まとめ|「最初の星」は予想より多様だった?――初期宇宙の化学が示す新しい可能性
背景
長年、天文学者は宇宙最初の星(第一世代星=Population III stars)は、すべて太陽の数百〜数千倍の超大質量星だと考えてきました。彼らは短命で超新星爆発を起こし、重元素を宇宙に撒き散らしたとされます。そのため、現代ではすでに存在しないと想定されてきました。
しかし、2025年に発表された2つの研究が、この通説に疑問を投げかけています。
研究① 分子化学が示す「低質量星形成」の可能性
- 分子水素(H₂)は低温環境でガスを冷却し、星形成を助ける重要な分子。
- これまで初期宇宙ではH₂が乏しいため、巨大ガス雲しか崩壊できず「大質量星しか生まれない」と考えられていた。
- ところが最新の実験で、ヘリウム水素分子イオン(HeH⁺)が予想以上に豊富だった可能性が判明。
- HeH⁺は宇宙最初に形成された分子で、H₂生成を促進し、ガス雲を効率的に冷却。

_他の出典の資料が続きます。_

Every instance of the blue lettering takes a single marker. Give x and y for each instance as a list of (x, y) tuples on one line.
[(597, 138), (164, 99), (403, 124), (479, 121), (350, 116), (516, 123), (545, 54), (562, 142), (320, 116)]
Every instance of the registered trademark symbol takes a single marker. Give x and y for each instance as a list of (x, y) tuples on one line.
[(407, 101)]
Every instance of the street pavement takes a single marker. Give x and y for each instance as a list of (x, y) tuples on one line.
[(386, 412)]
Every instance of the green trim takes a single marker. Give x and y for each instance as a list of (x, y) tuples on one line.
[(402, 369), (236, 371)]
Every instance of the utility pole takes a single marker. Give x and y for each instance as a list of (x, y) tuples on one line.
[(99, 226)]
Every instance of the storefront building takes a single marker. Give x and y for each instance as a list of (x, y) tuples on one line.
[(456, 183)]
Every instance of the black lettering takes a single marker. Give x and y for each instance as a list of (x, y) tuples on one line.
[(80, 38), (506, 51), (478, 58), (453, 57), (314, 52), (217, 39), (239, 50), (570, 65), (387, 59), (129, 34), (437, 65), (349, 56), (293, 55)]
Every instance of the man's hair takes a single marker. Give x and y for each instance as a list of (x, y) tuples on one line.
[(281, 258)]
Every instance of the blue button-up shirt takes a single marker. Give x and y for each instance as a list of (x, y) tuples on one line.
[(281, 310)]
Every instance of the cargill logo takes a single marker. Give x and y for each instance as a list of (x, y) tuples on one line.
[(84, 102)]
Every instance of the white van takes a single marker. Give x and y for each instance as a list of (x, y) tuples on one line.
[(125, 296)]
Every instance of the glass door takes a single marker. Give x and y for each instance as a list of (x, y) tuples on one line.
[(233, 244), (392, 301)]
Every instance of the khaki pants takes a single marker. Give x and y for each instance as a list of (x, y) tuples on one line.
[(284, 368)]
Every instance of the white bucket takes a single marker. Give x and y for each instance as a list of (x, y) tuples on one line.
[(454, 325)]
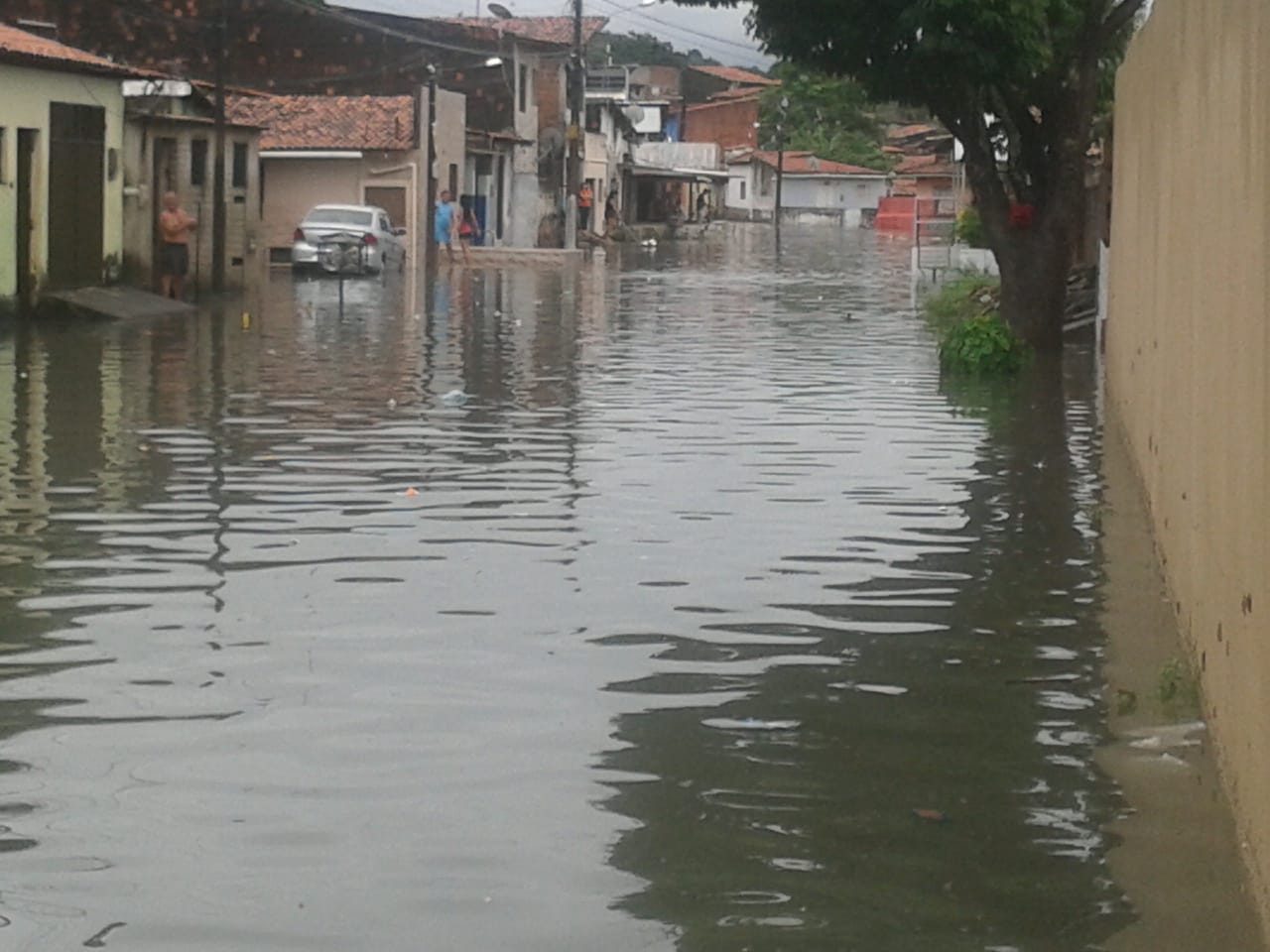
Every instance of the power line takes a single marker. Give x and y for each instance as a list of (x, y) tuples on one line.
[(638, 12)]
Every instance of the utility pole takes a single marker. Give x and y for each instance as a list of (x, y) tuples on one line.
[(576, 90), (780, 164), (218, 225), (431, 188)]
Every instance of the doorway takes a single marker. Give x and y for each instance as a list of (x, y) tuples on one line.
[(26, 221), (390, 198), (164, 180), (76, 193)]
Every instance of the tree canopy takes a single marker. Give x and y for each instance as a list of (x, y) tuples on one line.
[(1017, 81), (829, 116)]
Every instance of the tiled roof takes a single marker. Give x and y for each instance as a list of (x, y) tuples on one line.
[(925, 166), (738, 93), (541, 30), (798, 163), (327, 122), (730, 73), (19, 46), (720, 102)]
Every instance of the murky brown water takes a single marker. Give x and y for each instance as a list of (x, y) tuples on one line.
[(677, 607)]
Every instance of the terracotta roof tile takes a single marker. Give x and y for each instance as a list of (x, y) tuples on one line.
[(738, 93), (925, 166), (730, 73), (540, 30), (725, 102), (327, 122), (798, 163), (19, 46)]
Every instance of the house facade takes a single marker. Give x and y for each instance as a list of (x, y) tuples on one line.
[(62, 181), (169, 146), (812, 188), (350, 150)]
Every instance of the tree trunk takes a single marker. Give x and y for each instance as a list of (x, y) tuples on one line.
[(1034, 270)]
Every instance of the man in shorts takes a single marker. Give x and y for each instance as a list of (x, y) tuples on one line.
[(444, 223), (175, 227)]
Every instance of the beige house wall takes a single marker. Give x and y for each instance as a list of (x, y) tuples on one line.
[(295, 185), (143, 198), (24, 103), (1188, 354)]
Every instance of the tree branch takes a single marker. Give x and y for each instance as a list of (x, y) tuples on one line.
[(1120, 17)]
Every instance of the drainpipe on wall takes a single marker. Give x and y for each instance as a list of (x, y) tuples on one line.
[(413, 206)]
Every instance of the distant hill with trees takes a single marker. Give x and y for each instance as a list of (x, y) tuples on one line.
[(643, 49)]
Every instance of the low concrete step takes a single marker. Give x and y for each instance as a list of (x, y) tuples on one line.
[(113, 302)]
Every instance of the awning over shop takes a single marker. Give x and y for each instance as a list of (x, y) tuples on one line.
[(703, 176)]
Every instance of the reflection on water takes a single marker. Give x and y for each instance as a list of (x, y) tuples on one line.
[(706, 620)]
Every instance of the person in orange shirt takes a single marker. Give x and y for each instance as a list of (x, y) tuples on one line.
[(585, 198), (175, 227)]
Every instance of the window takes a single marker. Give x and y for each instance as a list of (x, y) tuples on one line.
[(240, 166), (593, 113), (198, 162)]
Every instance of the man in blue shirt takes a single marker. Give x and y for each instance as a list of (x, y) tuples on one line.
[(444, 229)]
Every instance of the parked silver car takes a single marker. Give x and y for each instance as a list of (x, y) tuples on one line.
[(381, 245)]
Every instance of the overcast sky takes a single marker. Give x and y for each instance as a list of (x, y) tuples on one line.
[(717, 33)]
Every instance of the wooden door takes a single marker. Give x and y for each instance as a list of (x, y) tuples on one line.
[(26, 221), (76, 193)]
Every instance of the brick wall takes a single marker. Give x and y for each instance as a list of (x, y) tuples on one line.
[(729, 125)]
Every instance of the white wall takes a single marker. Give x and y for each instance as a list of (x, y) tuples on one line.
[(525, 203), (680, 155), (832, 193)]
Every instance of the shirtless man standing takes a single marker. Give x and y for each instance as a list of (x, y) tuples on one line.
[(175, 227)]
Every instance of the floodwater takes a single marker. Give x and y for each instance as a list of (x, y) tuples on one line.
[(672, 604)]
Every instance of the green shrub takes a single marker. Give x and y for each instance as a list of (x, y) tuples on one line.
[(965, 296), (982, 344), (969, 229), (973, 338)]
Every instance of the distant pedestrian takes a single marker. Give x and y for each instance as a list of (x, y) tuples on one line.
[(175, 227), (467, 229), (444, 226), (585, 198), (611, 214)]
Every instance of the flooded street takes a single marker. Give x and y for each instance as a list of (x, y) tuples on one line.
[(675, 604)]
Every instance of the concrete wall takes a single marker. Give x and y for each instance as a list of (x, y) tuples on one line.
[(728, 123), (1188, 354), (526, 202), (143, 197), (295, 185), (681, 155), (838, 194), (24, 103)]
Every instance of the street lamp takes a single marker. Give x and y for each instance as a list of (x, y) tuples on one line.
[(780, 162)]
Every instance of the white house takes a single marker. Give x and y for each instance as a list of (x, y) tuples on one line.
[(812, 188), (62, 181)]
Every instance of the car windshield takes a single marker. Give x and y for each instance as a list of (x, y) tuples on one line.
[(339, 216)]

- その結果、より小さなガス雲も崩壊可能 → 低質量星誕生の条件が整っていたかもしれない。
研究② シミュレーションが示す「乱流による星の多様性」
- 台湾・中央研究院の研究チームが詳細なシミュレーションを実施。
- 初期宇宙の巨大ガス雲の中で起きる乱流(turbulence)が、ガスを分裂させ、小さな塊を形成。
- そこから太陽質量と同程度、あるいは最大で40倍程度の質量を持つ比較的低質量の星も形成され得ることを示した。
宇宙進化へのインパクト
- 最初期の星に低質量星が含まれていたなら、寿命が長いため、今も生き残っている可能性がある。
- もし観測に成功すれば、宇宙誕生から間もない頃の化学環境を「生きた化石」として直接探れる。
- また、第二世代の星や最初の惑星形成が、従来の想定よりも早く始まった可能性を示唆。
今後の課題
- 低質量の第一世代星は極めて暗いため、観測が困難。
- すでにいくつかの候補が報告されているが、確実な証拠はまだない。
- 次世代望遠鏡(JWSTや今後の超大型望遠鏡)が鍵を握る。
👉 結論:
「最初の星はすべて超大質量だった」という定説は揺らぎつつあります。初期宇宙の化学と物理は、私たちが考えていた以上に多様で活発だった可能性があり、今後の観測次第では「まだ生き残る最古の星」に出会えるかもしれません。